Although useful, navigators prolong the acquisition time. Reducing the number of navigator acquisitions without sacrificing accuracy in stacking of data slices can reduce total acquisition time or improve through-plane resolution if the saved time is used to acquire more data slices. This motivates the idea of acquiring fewer navigators and temporally interpolating these to predict the missing ones.

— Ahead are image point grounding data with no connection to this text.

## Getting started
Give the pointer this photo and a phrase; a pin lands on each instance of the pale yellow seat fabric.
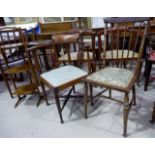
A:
(60, 76)
(121, 54)
(73, 56)
(112, 76)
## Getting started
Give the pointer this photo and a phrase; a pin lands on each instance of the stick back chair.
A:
(59, 77)
(76, 52)
(15, 62)
(120, 67)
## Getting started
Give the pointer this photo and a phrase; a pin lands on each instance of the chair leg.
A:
(147, 73)
(85, 99)
(44, 93)
(134, 95)
(139, 72)
(20, 99)
(58, 104)
(126, 111)
(153, 115)
(91, 94)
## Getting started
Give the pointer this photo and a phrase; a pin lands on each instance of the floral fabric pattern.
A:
(112, 76)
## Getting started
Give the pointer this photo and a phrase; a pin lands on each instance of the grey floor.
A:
(104, 118)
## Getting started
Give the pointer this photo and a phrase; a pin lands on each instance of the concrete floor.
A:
(105, 118)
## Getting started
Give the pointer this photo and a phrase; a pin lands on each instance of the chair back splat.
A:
(15, 64)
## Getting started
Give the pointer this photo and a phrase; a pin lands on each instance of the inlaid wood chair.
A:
(15, 61)
(60, 77)
(120, 67)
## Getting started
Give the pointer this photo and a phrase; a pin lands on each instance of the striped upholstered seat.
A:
(121, 54)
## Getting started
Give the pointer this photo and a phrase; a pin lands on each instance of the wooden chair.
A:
(59, 77)
(153, 115)
(73, 52)
(150, 58)
(120, 67)
(15, 62)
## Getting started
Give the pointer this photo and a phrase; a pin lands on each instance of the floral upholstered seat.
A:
(121, 54)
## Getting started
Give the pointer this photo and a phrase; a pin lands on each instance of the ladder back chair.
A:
(15, 62)
(121, 58)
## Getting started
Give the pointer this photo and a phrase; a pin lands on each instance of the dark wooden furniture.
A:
(15, 61)
(42, 51)
(153, 115)
(150, 58)
(59, 78)
(74, 52)
(119, 70)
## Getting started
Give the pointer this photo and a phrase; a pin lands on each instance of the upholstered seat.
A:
(121, 54)
(112, 76)
(74, 56)
(63, 75)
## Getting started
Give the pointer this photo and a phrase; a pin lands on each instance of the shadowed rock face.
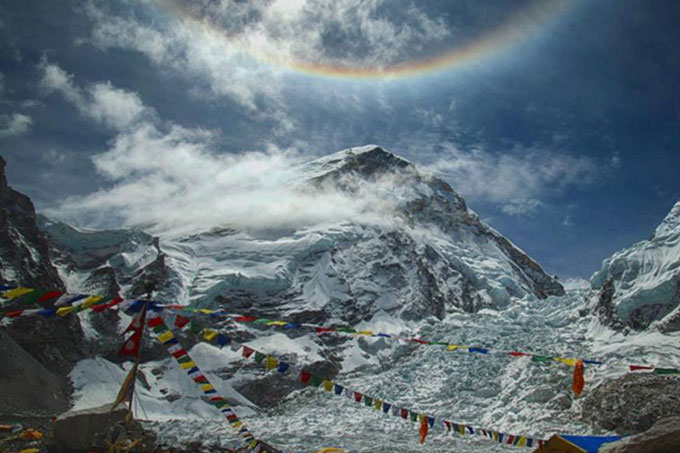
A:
(663, 437)
(632, 403)
(24, 260)
(23, 247)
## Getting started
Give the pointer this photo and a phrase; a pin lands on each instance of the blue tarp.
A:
(590, 443)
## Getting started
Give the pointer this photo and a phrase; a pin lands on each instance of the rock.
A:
(632, 403)
(663, 437)
(83, 429)
(27, 386)
(77, 429)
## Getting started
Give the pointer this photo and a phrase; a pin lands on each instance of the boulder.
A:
(632, 403)
(663, 437)
(83, 429)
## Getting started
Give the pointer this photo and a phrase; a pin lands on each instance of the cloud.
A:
(14, 124)
(101, 102)
(517, 181)
(172, 179)
(173, 182)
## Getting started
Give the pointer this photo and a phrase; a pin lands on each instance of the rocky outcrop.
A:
(81, 430)
(632, 403)
(663, 437)
(640, 286)
(27, 387)
(24, 260)
(24, 255)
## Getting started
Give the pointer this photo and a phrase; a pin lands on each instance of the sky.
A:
(558, 121)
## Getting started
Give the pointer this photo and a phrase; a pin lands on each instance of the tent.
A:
(575, 444)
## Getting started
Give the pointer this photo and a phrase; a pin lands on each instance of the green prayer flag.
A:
(540, 358)
(195, 328)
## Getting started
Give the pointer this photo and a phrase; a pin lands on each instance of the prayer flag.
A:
(579, 382)
(181, 321)
(209, 334)
(271, 363)
(223, 340)
(423, 430)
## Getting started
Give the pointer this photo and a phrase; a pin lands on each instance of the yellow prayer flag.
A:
(209, 334)
(16, 292)
(271, 363)
(570, 362)
(165, 336)
(63, 311)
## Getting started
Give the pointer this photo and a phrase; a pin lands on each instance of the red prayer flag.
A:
(245, 319)
(325, 329)
(50, 295)
(423, 430)
(181, 321)
(579, 382)
(157, 321)
(133, 342)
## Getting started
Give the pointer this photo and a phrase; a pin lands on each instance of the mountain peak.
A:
(670, 224)
(367, 160)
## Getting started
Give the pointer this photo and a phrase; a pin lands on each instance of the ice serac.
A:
(640, 285)
(414, 251)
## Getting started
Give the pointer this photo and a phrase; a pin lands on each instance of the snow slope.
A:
(642, 283)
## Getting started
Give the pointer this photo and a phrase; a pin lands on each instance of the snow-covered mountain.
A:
(416, 251)
(640, 285)
(412, 260)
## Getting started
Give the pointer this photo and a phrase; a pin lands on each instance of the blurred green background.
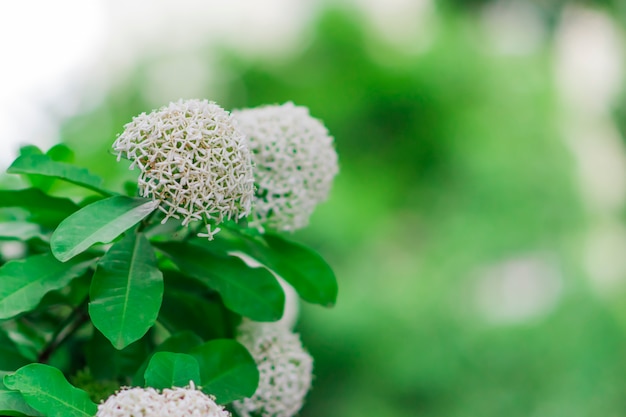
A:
(479, 275)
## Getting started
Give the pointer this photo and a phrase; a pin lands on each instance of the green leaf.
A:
(19, 230)
(251, 292)
(106, 362)
(46, 166)
(187, 303)
(61, 153)
(13, 404)
(126, 291)
(44, 209)
(26, 281)
(101, 221)
(181, 342)
(10, 356)
(226, 370)
(304, 269)
(46, 390)
(167, 369)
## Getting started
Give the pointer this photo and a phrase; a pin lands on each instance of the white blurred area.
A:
(53, 51)
(50, 50)
(44, 46)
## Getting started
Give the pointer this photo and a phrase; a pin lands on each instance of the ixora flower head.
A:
(285, 370)
(148, 402)
(296, 163)
(193, 160)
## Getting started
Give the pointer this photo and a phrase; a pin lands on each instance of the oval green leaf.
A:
(26, 281)
(167, 369)
(181, 342)
(44, 209)
(46, 390)
(251, 292)
(13, 404)
(10, 356)
(19, 230)
(126, 291)
(99, 222)
(48, 167)
(303, 268)
(227, 370)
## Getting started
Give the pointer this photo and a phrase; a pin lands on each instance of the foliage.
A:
(102, 282)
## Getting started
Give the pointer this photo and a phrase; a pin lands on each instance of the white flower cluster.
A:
(285, 370)
(193, 160)
(148, 402)
(295, 160)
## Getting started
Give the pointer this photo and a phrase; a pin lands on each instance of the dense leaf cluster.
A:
(104, 295)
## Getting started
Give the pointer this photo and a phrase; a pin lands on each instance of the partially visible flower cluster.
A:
(193, 160)
(285, 370)
(148, 402)
(295, 160)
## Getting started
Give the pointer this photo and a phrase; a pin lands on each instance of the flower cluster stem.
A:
(68, 327)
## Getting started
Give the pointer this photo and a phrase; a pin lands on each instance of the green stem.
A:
(68, 327)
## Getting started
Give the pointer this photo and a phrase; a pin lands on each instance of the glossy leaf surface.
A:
(126, 291)
(26, 281)
(99, 222)
(226, 369)
(167, 369)
(46, 390)
(251, 292)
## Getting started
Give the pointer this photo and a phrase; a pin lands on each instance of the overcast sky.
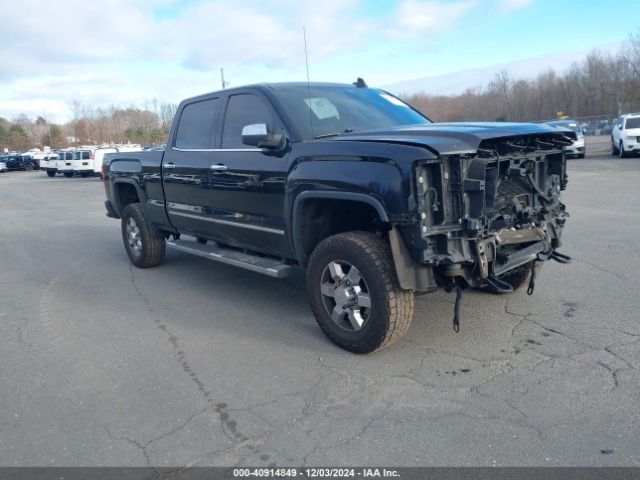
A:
(128, 52)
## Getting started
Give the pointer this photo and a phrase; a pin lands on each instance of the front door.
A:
(248, 183)
(186, 169)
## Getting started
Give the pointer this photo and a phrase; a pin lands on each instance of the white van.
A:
(65, 163)
(82, 163)
(49, 164)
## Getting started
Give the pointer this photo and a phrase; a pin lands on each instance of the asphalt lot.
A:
(197, 363)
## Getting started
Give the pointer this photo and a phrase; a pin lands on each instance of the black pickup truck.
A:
(373, 199)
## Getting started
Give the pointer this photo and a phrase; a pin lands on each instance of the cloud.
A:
(126, 51)
(510, 5)
(419, 18)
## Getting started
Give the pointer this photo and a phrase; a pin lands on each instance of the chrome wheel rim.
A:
(133, 236)
(345, 295)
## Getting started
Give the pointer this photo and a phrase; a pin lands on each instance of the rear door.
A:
(186, 167)
(247, 183)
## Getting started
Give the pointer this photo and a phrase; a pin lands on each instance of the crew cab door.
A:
(247, 183)
(186, 165)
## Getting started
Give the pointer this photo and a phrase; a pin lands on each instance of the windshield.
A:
(632, 123)
(326, 110)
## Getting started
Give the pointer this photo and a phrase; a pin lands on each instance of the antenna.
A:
(224, 84)
(306, 62)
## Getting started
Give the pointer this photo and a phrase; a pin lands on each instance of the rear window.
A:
(632, 123)
(196, 124)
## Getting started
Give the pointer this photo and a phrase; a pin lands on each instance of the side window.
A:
(196, 124)
(246, 109)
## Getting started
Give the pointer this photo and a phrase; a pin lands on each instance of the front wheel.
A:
(144, 244)
(354, 293)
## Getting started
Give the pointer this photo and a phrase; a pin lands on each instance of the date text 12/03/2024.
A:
(316, 472)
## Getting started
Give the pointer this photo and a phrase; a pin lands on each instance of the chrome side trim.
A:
(219, 149)
(227, 222)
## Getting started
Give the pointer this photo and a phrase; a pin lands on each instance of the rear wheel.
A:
(354, 293)
(145, 245)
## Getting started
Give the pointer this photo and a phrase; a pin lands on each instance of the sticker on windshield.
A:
(393, 100)
(322, 108)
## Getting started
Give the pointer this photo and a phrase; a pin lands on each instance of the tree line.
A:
(599, 85)
(146, 125)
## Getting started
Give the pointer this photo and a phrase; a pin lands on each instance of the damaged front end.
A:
(486, 214)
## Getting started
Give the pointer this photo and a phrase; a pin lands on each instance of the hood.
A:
(459, 138)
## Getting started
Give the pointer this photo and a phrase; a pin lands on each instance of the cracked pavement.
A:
(196, 363)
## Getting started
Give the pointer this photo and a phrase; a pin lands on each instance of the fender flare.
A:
(142, 197)
(296, 231)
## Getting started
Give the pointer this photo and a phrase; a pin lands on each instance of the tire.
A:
(621, 152)
(144, 244)
(333, 286)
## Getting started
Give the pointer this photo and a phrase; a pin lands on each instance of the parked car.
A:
(19, 162)
(578, 147)
(625, 136)
(606, 129)
(587, 128)
(82, 163)
(65, 163)
(353, 184)
(49, 164)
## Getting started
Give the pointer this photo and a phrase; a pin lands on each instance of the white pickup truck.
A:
(80, 163)
(625, 136)
(49, 164)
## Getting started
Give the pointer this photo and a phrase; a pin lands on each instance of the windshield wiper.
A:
(327, 135)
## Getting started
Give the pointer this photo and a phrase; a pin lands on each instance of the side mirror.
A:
(258, 135)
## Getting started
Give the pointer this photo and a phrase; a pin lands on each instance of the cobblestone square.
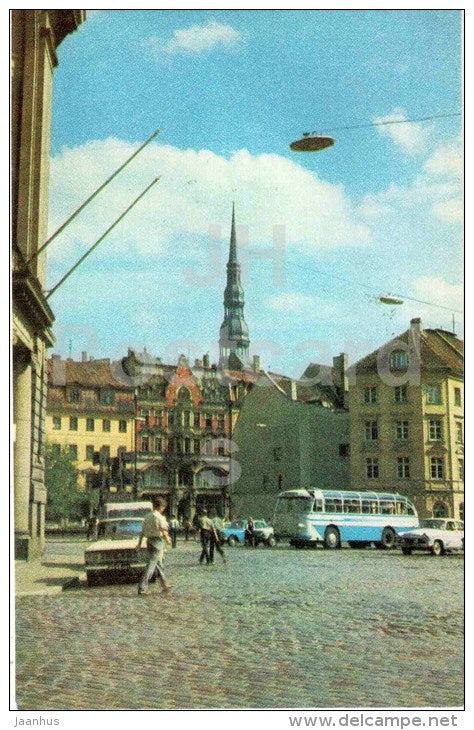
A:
(273, 628)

With this motivation, karani2017temporal proposed a convolutional neural network (CNN) based approach for temporal interpolation of navigators. Their CNN takes as inputs a fixed number of acquired images and learns to predict the missing images directly in the intensity space. This approach, which we call the Simple Convolutional Interpolation Network (SCIN)

, is a ’black-box’ formulation that does not incorporate any prior information about the interpolation process. Image prediction is guided only by the cost function used to optimize the network parameters. The issue with this is that it is unclear whether the image similarity measures that are generally used as cost functions suffice to ensure fidelity of the generated images to the original images. Indeed, Fig. 

1b shows a case where an image interpolated using SCIN is quite blurry and misses several liver and lung structures present in the original image.

Figure 1: (a) Ground truth and (b,c) interpolated images from (b) baseline (SCIN) and (c) proposed method (MFIN). The image interpolated via SCIN is heavily blurred and misses several lung and liver structures, while the proposed method is able to preserve the details in the ground truth image.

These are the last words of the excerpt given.